Question

Question #8bcb2

Answer 1

The reaction releases 7.71 L of `"H"_2`.

Explanation:

Here are the steps to follow:

1. First, write the balanced equation for the reaction.

2. Use the molar mass to convert grams of `"Mg"` to moles of `"Mg"`.

3. Use the molar ratio between `"Mg"` and `"H"_2` to get the moles of `"H"_2`.

4. Finally, use the molar volume to convert moles of `"H"_2` to litres of `"H"_2`

.

Let’s see how this works.

1. The balanced equation is

`"Mg" +"2HCl" → "MgCl"_2 + "H"_2`

2. Calculate the moles of `"Mg"`.

`8.25 color(red)(cancel(color(black)("g Mg"))) × "1 mol Mg"/(24.31 color(red)(cancel(color(black)("g Mg")))) = "0.339 mol Mg"`

3. Calculate the moles of `"H"_2`

The balanced equation tells us that `"1 mol Mg"` gives `"1 mol H"_2`. So,

`0.339 color(red)(cancel(color(black)("mol Mg"))) × ("1 mol H"_2)/(1 color(red)(cancel(color(black)("mol Mg")))) = "0.339 mol H"_2`

4. Calculate the volume of `"H"_2`

STP is defined as 0 °C and 1 bar.

Under these conditions, the volume of 1 mol of an ideal gas is 22.711 L.
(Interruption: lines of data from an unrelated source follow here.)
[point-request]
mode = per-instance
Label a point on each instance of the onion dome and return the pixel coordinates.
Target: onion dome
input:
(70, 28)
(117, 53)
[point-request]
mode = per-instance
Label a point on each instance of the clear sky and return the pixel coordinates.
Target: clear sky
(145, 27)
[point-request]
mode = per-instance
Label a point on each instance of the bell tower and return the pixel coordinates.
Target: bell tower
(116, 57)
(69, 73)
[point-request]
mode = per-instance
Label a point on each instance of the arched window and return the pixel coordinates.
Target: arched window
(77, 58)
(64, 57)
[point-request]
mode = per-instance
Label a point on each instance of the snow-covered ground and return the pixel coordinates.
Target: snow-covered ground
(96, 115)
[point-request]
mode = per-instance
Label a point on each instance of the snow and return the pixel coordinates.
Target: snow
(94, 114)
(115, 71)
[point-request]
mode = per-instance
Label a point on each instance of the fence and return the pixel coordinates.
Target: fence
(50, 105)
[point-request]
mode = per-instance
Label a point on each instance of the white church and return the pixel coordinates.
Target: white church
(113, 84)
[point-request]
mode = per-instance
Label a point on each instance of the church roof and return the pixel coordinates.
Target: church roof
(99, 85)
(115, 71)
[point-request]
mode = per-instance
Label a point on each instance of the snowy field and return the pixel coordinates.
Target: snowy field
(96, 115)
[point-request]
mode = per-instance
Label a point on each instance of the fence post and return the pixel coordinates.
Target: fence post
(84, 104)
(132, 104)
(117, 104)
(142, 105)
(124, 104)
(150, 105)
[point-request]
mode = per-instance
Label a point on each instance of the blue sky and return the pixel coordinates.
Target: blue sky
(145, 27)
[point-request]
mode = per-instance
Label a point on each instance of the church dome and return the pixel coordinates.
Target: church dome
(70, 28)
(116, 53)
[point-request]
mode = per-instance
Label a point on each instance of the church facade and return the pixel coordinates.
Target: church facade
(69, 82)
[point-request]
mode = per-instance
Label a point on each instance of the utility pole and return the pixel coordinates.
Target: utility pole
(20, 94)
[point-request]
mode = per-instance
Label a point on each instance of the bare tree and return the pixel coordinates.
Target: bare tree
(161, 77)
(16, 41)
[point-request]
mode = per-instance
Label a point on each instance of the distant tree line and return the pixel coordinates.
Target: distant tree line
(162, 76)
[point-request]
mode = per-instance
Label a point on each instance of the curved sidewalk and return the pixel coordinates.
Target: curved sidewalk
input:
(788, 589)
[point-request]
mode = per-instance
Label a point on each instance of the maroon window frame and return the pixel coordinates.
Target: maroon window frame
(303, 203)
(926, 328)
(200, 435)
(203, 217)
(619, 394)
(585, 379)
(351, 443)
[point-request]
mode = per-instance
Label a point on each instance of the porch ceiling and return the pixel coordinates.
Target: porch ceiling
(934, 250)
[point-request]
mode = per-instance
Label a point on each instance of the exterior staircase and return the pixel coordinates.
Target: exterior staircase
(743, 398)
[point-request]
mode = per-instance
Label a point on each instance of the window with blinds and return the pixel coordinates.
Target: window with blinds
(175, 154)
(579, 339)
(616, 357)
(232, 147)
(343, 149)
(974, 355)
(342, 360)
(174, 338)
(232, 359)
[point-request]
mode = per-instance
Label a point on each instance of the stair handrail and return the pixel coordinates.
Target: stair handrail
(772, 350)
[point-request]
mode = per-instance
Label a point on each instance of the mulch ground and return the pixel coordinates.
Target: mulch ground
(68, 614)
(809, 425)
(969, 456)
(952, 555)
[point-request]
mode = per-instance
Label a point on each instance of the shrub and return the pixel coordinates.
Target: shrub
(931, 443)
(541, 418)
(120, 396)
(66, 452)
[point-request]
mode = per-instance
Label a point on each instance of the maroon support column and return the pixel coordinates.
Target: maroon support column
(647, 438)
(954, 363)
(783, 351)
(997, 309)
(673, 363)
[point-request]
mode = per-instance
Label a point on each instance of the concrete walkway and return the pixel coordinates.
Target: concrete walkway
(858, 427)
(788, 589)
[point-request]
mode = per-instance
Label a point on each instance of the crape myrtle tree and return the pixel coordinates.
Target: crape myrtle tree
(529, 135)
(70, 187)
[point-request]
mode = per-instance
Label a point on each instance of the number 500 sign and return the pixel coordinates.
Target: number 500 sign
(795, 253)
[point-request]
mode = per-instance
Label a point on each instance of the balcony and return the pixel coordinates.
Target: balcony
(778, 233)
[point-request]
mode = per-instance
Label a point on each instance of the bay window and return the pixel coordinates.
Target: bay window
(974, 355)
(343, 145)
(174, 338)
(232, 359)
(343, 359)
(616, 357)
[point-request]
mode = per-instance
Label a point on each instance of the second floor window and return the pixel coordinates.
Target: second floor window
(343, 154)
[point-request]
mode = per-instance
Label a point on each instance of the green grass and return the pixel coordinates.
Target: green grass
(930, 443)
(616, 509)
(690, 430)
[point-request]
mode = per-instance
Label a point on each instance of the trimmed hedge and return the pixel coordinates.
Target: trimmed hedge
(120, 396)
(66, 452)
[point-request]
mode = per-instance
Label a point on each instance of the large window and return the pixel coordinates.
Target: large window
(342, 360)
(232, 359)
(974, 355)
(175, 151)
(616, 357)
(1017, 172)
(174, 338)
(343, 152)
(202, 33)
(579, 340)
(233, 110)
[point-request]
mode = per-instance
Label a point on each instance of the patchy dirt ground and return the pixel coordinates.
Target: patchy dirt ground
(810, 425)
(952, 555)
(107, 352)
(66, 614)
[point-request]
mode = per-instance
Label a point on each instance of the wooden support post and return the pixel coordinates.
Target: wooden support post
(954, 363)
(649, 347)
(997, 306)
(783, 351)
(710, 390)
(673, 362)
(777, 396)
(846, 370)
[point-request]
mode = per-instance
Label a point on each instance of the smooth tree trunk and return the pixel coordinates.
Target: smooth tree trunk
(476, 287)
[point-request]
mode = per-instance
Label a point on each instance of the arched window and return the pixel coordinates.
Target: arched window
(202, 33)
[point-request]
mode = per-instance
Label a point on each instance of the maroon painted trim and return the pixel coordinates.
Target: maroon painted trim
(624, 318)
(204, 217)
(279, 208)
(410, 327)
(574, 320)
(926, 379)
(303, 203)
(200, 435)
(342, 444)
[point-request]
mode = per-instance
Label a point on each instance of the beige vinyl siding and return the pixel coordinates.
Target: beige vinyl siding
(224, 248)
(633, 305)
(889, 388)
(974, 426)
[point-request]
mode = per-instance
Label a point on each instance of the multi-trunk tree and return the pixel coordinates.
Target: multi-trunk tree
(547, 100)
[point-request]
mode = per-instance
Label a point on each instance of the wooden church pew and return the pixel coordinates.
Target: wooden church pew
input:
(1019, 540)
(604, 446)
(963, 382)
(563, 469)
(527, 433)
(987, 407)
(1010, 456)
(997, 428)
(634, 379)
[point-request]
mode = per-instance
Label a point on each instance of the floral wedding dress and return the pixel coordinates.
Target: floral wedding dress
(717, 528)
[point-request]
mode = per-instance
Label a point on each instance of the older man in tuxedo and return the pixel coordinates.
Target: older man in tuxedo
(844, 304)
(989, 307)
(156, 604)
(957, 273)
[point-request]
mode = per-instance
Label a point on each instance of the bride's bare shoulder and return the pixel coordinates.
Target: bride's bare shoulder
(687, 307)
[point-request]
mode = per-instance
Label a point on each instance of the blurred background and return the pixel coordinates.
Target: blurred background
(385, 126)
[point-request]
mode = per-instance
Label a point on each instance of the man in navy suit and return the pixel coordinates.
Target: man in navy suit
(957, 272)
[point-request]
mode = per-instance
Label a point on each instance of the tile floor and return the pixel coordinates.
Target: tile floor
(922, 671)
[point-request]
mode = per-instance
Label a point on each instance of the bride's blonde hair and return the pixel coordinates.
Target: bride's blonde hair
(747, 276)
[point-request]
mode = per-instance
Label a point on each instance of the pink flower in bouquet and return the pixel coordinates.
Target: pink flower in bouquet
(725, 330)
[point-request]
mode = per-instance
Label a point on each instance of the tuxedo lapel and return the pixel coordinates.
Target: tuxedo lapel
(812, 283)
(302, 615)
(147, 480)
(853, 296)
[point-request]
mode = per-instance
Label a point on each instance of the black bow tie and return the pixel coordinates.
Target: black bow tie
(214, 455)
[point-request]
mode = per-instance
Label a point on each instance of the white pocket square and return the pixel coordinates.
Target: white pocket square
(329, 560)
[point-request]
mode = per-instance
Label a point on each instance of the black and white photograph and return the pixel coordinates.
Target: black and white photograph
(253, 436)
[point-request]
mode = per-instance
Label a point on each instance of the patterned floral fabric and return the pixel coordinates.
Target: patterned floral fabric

To convert moles to litres at STP, we use the relation

`"22.711 L = 1 mol"`.

So,

`0.339 color(red)(cancel(color(black)("mol H"_2))) × ("22.711 L H"_2)/(1 color(red)(cancel(color(black)("mol H"_2)))) = "7.71 L H"_2`

Notice how we always write the conversion factors so that the units cancel to give the desired units for the answer.